[5]. Тотчас распахиваются все двери. Если я, позвонив в дверной колокольчик, скажу: «Ах, будьте добры, я пришла взять интервью у мистера такого-то для такой-то газеты», — лакей устремит свой взгляд куда-то поверх моей головы и скажет, чтобы я подождала в прихожей, пока он пойдет и выяснит, примет меня мистер такой-то или нет. Но стоит мне сказать: «Вот визитка, парень. Ступай скажи хозяину, что мисс Рэмсботэм ожидает в зале, и будет неплохо, если он пошевелится!» — бедняга тут же попятится, пока не споткнется и не грохнется на ступеньки, а любезный джентльмен сбежит по лестнице, не переставая извиняться, что заставил меня прождать целых три с половиной минуты.

— Но самой влюбиться в кого-нибудь, — продолжала мисс Рэмсботэм, — в такого, чтобы смотреть снизу вверх, замирая и благоговея перед ним... в такого, который наполнил бы всю жизнь, вдохнул в нее красоту, чтоб каждый день обогатился смыслом, вот это, мне кажется, еще прекрасней. Ведь работать только для себя, думать только о себе — это совсем не так увлекательно!

Вдруг примерно в этом месте своих рассуждений мисс Рэмсботэм резко подскакивала на стуле и негодующе встряхивала головой.
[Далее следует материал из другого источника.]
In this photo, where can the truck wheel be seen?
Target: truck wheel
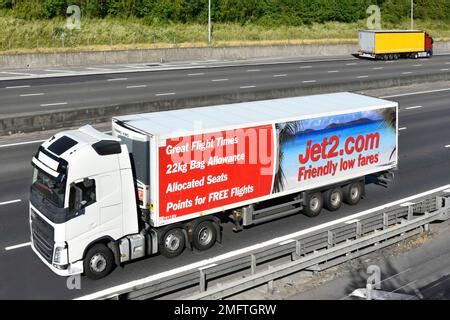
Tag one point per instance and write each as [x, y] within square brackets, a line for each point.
[352, 193]
[172, 243]
[99, 262]
[313, 204]
[204, 235]
[333, 199]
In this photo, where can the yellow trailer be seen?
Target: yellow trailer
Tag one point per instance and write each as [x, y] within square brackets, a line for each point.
[393, 44]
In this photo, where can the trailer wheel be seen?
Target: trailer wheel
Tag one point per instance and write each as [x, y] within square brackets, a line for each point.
[352, 193]
[172, 243]
[313, 204]
[333, 199]
[204, 235]
[99, 262]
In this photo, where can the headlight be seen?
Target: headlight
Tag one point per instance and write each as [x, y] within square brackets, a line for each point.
[60, 255]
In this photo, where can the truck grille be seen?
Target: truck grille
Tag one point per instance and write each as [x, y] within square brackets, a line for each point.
[43, 236]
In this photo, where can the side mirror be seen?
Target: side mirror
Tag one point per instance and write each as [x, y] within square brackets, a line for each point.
[78, 198]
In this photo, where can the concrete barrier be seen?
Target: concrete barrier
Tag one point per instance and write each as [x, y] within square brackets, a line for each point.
[44, 60]
[39, 121]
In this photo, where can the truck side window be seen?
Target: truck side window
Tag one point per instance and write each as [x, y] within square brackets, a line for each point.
[89, 195]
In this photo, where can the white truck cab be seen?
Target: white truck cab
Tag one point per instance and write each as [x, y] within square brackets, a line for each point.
[82, 193]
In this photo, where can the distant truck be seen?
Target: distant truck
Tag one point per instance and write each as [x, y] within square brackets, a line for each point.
[165, 181]
[395, 44]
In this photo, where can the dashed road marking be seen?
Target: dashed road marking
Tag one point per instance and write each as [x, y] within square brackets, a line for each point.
[18, 246]
[415, 107]
[9, 202]
[53, 104]
[137, 86]
[32, 94]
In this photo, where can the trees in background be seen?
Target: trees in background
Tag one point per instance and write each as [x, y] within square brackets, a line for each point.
[270, 12]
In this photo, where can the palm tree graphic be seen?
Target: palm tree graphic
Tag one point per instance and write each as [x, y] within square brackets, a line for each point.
[285, 132]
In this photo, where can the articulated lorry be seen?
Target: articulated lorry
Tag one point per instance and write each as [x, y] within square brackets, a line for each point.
[395, 44]
[166, 181]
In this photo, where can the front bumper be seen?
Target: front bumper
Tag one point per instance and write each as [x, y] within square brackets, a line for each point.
[72, 268]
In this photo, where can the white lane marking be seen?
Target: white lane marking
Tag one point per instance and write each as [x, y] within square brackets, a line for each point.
[20, 73]
[228, 255]
[53, 104]
[137, 86]
[63, 71]
[10, 202]
[415, 93]
[99, 69]
[134, 67]
[18, 246]
[32, 94]
[118, 79]
[32, 142]
[415, 107]
[17, 87]
[21, 143]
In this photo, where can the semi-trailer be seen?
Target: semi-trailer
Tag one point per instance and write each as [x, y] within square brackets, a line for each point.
[165, 181]
[395, 44]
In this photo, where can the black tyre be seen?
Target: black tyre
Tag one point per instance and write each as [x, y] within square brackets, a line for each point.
[172, 243]
[98, 262]
[204, 236]
[333, 199]
[313, 204]
[353, 193]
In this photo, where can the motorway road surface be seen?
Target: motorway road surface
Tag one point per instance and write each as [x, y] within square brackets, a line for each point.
[59, 93]
[424, 148]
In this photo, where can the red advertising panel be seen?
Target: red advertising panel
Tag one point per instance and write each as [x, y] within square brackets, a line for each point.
[207, 171]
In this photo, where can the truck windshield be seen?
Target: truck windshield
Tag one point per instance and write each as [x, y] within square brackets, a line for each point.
[47, 187]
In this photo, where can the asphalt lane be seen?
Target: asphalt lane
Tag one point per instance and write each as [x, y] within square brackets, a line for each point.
[424, 164]
[59, 93]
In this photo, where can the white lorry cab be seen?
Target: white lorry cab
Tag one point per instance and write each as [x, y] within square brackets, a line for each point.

— Боже, что за чушь я тут плету! — заявляла она самой себе и своим слушателям. — Я имею весьма приличный доход, у меня множество друзей, я умею наслаждаться каждой минутой своего существования. Не спорю, мне бы хотелось быть хорошенькой или даже красавицей. Но нельзя же, чтоб человеку доставалось все сразу. Ведь ума мне не занимать. Возможно, когда-нибудь... но нет, только не сейчас, клянусь... пока я изменять себе не желаю.

Мисс Рэмсботэм огорчало, что никто из мужчин ни разу в нее не был влюблен, однако она находила этому объяснение.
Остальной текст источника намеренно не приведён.